Auto Defeat Controls are required to manually disable any automated or default display features, such as black level enhancement, flesh tone correction, digital noise reduction, etc.
Similar to edge enhancement, features that claim to "enhance" or "correct" some aspect of video display performance typically involve a significant degree of manipulation or distortion of the source video signal. By definition, such extracurricular video processing violates the most fundamental tenet of proper display design – faithfully delivering the complete and unaltered content of the source video signal, in full compliance with agreed industry standards.

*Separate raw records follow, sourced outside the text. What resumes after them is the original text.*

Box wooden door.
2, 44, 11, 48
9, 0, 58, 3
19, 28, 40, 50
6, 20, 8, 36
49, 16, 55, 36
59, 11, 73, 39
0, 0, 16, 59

While a casual viewer or uneducated consumer may find some initial appeal in these enhancement and correction features, for the discriminating viewer, these features are unwelcome. As a result, there should be some facility for selectively removing or defeating these features, so that the display is fully capable of displaying the content of the video signal, with nothing added or removed.
Note that the range and presence of these automated features vary widely among manufacturers, technologies and form factors.
This is one of the murkiest areas of display design, due to the fact that there is a complete lack of consistency in the naming and application of enhancement/correction features among display manufacturers. In some cases, these features are aggressively promoted as selling points, and therefore are easily detected; but in other cases, these distortions exist far below the surface, excluded from any feature list or specification sheet and ultimately out of the reach of the average user.
In those cases where enhancement circuitry cannot be readily defeated via user or service controls, it may still be possible to eliminate it by completely bypassing the the display’s internal video processing chain through the use of an external video scaler/processor configured to deliver a signal setup for the display’s native resolution.